Chloé avait hurlé, une véritable crise de jalousie enfantine. Arthur, désespéré de la faire cesser de pleurer, avait modifié sa déclaration. « D'accord, d'accord ! Vous pouvez être mes deux épouses ! Une épouse pour le lundi, et une épouse pour le mardi ! »
C'était un souvenir stupide, enfantin. Mais maintenant, cela ressemblait à une prophétie. Arthur, essayant toujours d'avoir les deux. Et Chloé, pleurant toujours parce qu'elle n'était pas le premier choix.
Mon pouce a survolé le bouton d'appel vidéo sur le contact d'Arthur. Je devais voir son visage. Je devais l'entendre me mentir une fois de plus. J'ai appuyé.
Ça a sonné deux fois, puis ça a coupé. Il avait rejeté l'appel.
Une minute plus tard, un SMS est apparu. « Désolé ma chérie, sous la douche. Je t'appelle demain matin. Fais de beaux rêves. »
Une heure a passé. Puis une autre. Je suis restée assise là, à fixer l'écran, les images gravées dans mon cerveau. L'horloge sur mon mur tournait, chaque seconde un coup de marteau contre le silence.
Puis, le compte reves_de_nenuphar s'est mis à jour.
C'était un nouveau post. Une photo de Chloé, enveloppée dans des draps d'hôtel, ses cheveux étalés sur l'oreiller. Le voile était sur la table de chevet à côté d'elle.
La légende : « Il a murmuré que c'était comme ça qu'il avait toujours imaginé sa nuit de noces. Pas dans une salle de bal étouffante, mais avec moi. Juste moi. Maintenant, je dois aller jouer mon rôle de témoin dévouée au cirque demain. Souhaitez-moi bonne chance. C'est si dur de faire semblant d'être heureuse pour elle quand mon cœur se brise. »
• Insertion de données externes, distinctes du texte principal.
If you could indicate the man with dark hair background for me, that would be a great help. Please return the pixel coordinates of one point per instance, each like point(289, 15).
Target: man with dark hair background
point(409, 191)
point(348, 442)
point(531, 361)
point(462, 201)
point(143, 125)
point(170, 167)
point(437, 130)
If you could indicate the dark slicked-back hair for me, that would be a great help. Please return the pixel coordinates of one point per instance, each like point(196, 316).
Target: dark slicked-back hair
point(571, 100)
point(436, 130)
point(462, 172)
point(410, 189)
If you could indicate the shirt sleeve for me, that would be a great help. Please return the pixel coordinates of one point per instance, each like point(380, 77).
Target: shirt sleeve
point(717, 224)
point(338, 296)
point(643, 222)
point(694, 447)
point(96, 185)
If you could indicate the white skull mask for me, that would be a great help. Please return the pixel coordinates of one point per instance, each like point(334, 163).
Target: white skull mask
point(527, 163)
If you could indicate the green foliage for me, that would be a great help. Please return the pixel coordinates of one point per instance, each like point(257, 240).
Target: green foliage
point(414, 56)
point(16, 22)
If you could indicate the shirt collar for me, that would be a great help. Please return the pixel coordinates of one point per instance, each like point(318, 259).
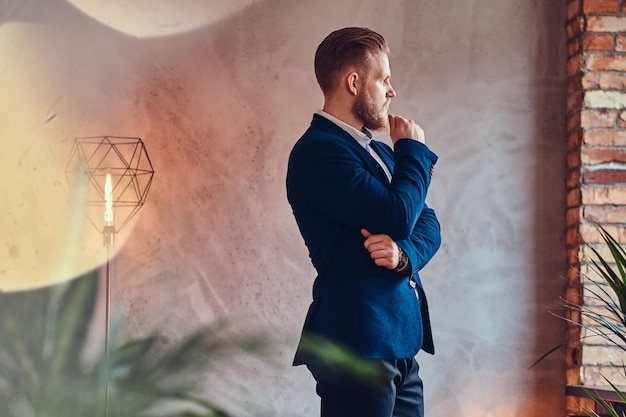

Une vague de bile m'est montée à la gorge. J'ai titubé jusqu'à la salle de bain, la main sur la bouche, et j'ai vomi dans les toilettes. Rien n'est sorti, sauf un air acide et amer. La manifestation physique de la trahison.
Je me suis agenouillée sur le sol en marbre froid, mon corps tremblant. Les commentaires affluaient déjà.
« Tu es si forte. Je ne pourrais jamais faire ça. »
« Elle ne mérite pas une amie comme toi. »
« Attends, tu es la témoin ? C'est de la torture à un autre niveau. »
Et puis la narration a changé. La sympathie pour Chloé s'est transformée en colère contre moi.
« Quelle genre de femme fait de la véritable âme sœur de son fiancé sa témoin ? C'est cruel. »
« Elle le sait probablement et le fait pour torturer Chloé. Les filles de riches sont toutes les mêmes. Froides et possessives. »
« Héloïse Lambert est un monstre. Elle le retient en otage avec cet accident d'il y a des années. Tout le monde le sait. »
Les mots se sont brouillés à travers mes larmes. Accident. Ils utilisaient le jour où je lui avais sauvé la vie comme une arme contre moi. Transformant mon sacrifice en une chaîne que j'étais censée avoir enroulée autour de son cou.
Je n'étais plus seulement l'obstacle. J'étais la méchante. La reine maléfique de leur histoire tordue.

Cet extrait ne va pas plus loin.